Side Effects And Other Precautions
General side effects of Siberian ginseng include increased blood pressure, insomnia, drowsiness, vomiting, headache, confusion, irregular heartbeat, melancholy, anxiety, muscle spasms, and bleeding.
Siberian ginseng interacts with a variety of other molecules, so precautions should be taken by those who plan on using it. One example is alcohol. Siberian ginseng’s adaptogenic properties can cause sleepiness and drowsiness, and combined with alcohol’s similar effects, an individual might become over-sedated. Lithium can also interact with Siberian ginseng; ingesting the plant can cause the body to keep more lithium in its system than is required, leading to serious side effects caused by dangerously high levels of the element. Medication for diabetes should not be taken alongside with Siberian ginseng, as both have the role of lowering blood glucose level, and their combined effect may lower the sugar level too much. Similarly, antiplatelet drugs, or drugs that slow blood-clotting, should also not be taken together with Siberian ginseng as the plant also has similar properties in slowing down blood-clotting.
People advised against taking Siberian ginseng are pregnant women, breastfeeding women, those with heart conditions, those with high blood pressure, those with mental conditions such as mania (a condition similar to that of bipolar disorder) or schizophrenia, those with breast, uterine, or ovarian cancer, and those with autoimmune diseases such as Crohn’s disease. Also, children are generally not advised to take Siberian ginseng as medication.
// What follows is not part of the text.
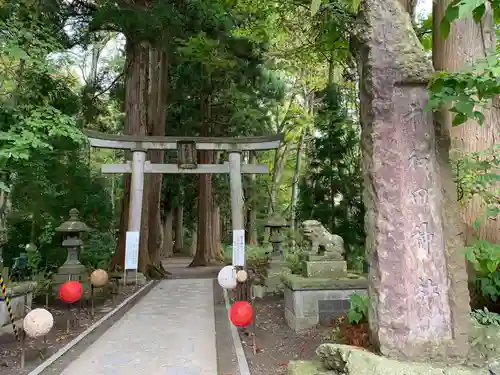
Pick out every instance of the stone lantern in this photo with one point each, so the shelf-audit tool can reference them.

Siberian ginseng is commonly available in liquid or solid extracts, powders, capsules, and tablets. The dried roots are also available whole or cut forms. In America, marketing the product under the name “Siberian ginseng” has been outlawed, therefore the product is sold as “eleuthero.” Also worth noting is the fact that most research on Siberian ginseng has been conducted in either Russia or Korea, making the information available limited in terms of reliability or being up-to-date. One should always consult a pharmacist or doctor before taking this or any other herbs for medication.